New Society Aims to Support Affective Science

Scientists who study affective phenomena will soon have a place to interact, collaborate, and share their science with colleagues. A new society — The Society for Affective Science (SAS) — has been organized for the purpose of encouraging basic and applied research on emotions, moods, and other motivational states.

SAS President and APS Fellow James Gross, Stanford University, says the society was founded “as a response to a widely felt desire for a scientific society that would bring together many different fields, within psychology and beyond, that are examining affective phenomena.”

Members will get their first chance to interact with fellow scientists at SAS’s Inaugural Conference to be held April 23–26, 2014, in Bethesda, Maryland. Charter members expect that the conference will attract scientists from psychology, medicine, neuroscience, computer science, law, economics, anthropology, linguistics, sociology, and business.

“The guiding premise of this society,” say Gross, “is that human and nonhuman affective phenomena — including emotions, moods, and other motivated states — transcend traditional disciplinary differences in emphasis and focus, and that a collaboration across disciplinary lines will accelerate scientific discoveries and the accumulation of knowledge in a range of topics and fields.”

Gross also hopes that consumers of affective science — journalists, teachers, industry, museums, government, and the general public — will benefit from the SAS’s work.

Joining Gross on SAS’s Executive Committee are APS Fellows and current APS Board Members Lisa Feldman Barrett, Northeastern University, and Wendy Berry Mendes, University of California, San Francisco.

Comments

We would also like to draw the attention of fellow researchers, who are interested in affect, emotions, and moods, to the International Society for Research on Emotions, a thriving society that was founded in 1984 by eminent researchers in the field, including APS William James Fellow Paul Ekman, founding editors of APA journal Emotion Klaus Scherer and Richie Davidson, APS fellows, Joe Campos, and Bernard Rime, APS fellow.

Key aspects of ISRE apart from its focus on affective processes at all levels are interdisciplinarity and internationality. The society bridges research in neuroscience, genetics, and other biological sciences, with many branches of psychology, business, anthropology, sociology, engineering, philosophy, history, as well as other branches of the humanities. It has an established record for highly interdisciplinary exchanges and is open to members. The last meeting took place in August in Berkeley, California, and the next conference will be held in 2015 in Europe.

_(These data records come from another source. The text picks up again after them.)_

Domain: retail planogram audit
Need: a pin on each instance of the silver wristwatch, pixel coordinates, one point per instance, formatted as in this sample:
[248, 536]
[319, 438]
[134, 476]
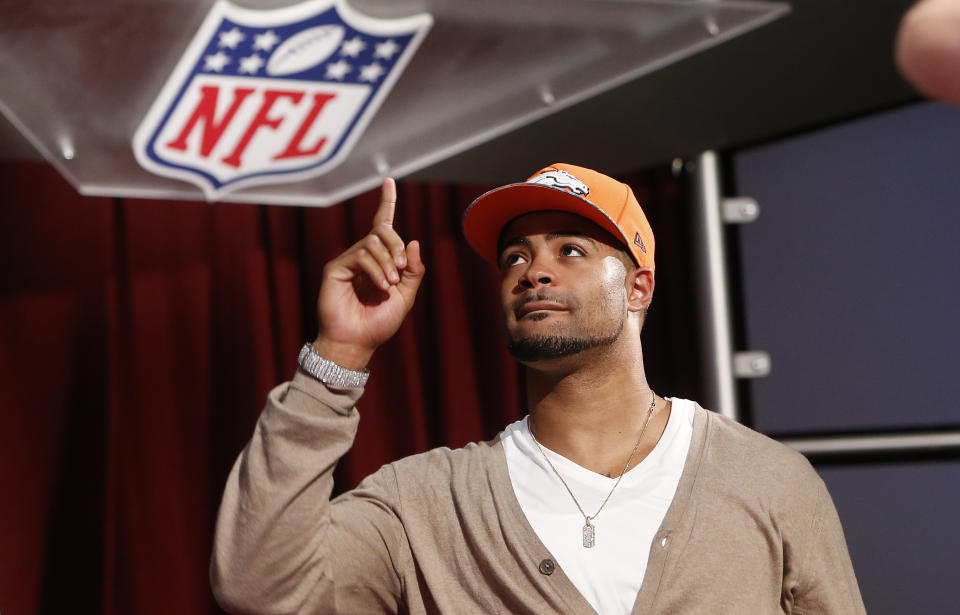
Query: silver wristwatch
[328, 372]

Information on the society can be found at http://www.isre.org

Arvid Kappas. Professor of Psychology, Charter Member and Fellow of APS, President of the International Society for Research on Emotions, Past-president W. Gerrod Parrot, APS fellow, Christine Harris and James Russell, editors of Emotion Review, as well as the executive board: Yochi Cohen-Charash, Julien Deonna, Diana Montague, Agnes Moors, Jan Stets, Louise Sundararajan, and Michelle Yik.